I'm 72; the guys in the workshop aren't, so they build the prototypes/test bikes with a sort of "standard" gearing; they will build customers' bikes with any (workable) gearing you want, but you have to tell them what you want!
20 years ago I would have laughed out loud if you had told me I would ever want gearing lower than one to one!

24T chainring instead of 28T is a difference you will notice, its about 14%
I would guess that your front mech. is designed for a 10T difference between big and middle rings, so you need to maintain that. (mine are "MTB" front mechs. designed for 12T big/middle difference)
I think its worth trying just swapping your existing 28T small ring for a 24T one, and see how you get on.....its the cheapest option and it could well suit.

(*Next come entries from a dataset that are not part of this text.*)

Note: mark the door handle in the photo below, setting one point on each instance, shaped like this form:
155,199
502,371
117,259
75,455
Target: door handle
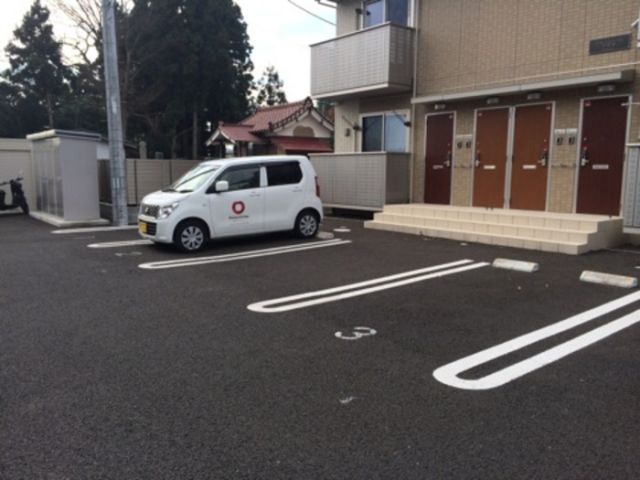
544,158
584,159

A lot of the other stuff is on the lines of 2 teeth here or there, and the difference is such a small percentage that you may not even notice.

++1
LittleGreyCat
I'm 71 but I realise that it was about 20 years ago that I first converted my Dawes Horizon from 48/38/28 to 48/38/24 after moving from flat Herts to hilly Devon. I have a Spa tourer with same arrangement and I'm about to do the same with my third bike. Just make sure.you have 8mm between chain and front derallieur cage bottom when running with the 28T ring and the rear on your chosen smallest sprocket. That may well be about third from top. You may in any event find the chain goes slack if you try to use small to small with the 24T front but you shouldn't anyway.